In 1956, a doctor at a medical school in Sao Paulo brought 175 queen bees to Brazil from Africa. He hoped to breed the fierce African bees with the tamer Brazilian bees and produce bees that would give more honey.
But about two dozen of the African bees escaped. They began to breed with the native Brazilian bees on their own. Before long, a new kind of bee, fearless and vicious, began to spread over parts of Brazil, attacking animals and people. By 1970, swarms of’ the “killer bees” were attacking and killing people in Brazilian cities hundreds of miles from Sao Paulo.
The “killer bees” are still spreading, moving northward at the rate of about 200 miles a year. How far they will spread, and what can be done to stop them, is still anyone’s guess.
Joao de Barros was a 16th century Portuguese writer. He was the first great historian of his nation. When Barros was 20 years old, he wrote a romance called The Chronicle of the Emperor Clarimundo, with the help of Portugal’s Prince John.

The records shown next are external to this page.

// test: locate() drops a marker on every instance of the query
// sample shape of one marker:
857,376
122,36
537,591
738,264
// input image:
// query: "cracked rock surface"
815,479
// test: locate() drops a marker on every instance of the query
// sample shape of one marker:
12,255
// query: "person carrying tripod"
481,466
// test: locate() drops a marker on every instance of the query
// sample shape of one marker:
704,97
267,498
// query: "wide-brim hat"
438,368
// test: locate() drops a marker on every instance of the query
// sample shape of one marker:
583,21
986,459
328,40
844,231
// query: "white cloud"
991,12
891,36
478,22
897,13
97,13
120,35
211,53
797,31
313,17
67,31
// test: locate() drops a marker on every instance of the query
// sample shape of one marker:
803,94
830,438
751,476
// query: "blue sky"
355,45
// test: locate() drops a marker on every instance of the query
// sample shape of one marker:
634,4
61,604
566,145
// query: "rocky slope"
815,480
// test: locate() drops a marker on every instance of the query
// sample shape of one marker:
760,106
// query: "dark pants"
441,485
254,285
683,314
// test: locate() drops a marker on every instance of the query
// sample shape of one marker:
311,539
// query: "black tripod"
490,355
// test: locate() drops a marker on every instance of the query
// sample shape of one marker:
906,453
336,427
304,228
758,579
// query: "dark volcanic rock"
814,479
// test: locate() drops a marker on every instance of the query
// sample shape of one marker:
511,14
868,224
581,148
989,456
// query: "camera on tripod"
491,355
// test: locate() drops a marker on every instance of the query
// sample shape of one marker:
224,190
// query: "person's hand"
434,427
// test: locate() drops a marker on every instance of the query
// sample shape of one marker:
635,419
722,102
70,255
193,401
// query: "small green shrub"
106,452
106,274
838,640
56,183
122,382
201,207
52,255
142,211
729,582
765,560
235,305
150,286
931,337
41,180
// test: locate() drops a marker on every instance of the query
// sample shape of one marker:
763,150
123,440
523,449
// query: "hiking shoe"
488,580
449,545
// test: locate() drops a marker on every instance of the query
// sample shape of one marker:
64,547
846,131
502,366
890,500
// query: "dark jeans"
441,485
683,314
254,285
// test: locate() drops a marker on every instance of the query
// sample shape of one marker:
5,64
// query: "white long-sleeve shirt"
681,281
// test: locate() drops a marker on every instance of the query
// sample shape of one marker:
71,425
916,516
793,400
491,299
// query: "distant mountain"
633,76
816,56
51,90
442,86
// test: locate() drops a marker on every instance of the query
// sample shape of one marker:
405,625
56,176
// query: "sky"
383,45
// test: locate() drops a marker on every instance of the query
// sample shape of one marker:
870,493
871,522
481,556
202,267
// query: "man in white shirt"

When the prince became King John III, he wanted to attract settlers to Brazil, which was then a colony of Portugal. He divided Brazil into provinces and gave them to Portuguese citizens. To Barros, the king gave the province of Maranhao, which then had an area of 177,000 square miles, about five times the size of Portugal itself!
Barros never had a chance to rule over his province. He set sail for Brazil in 1539, but all ten ships of his fleet were destroyed before reaching South America, and Barros returned to Portugal.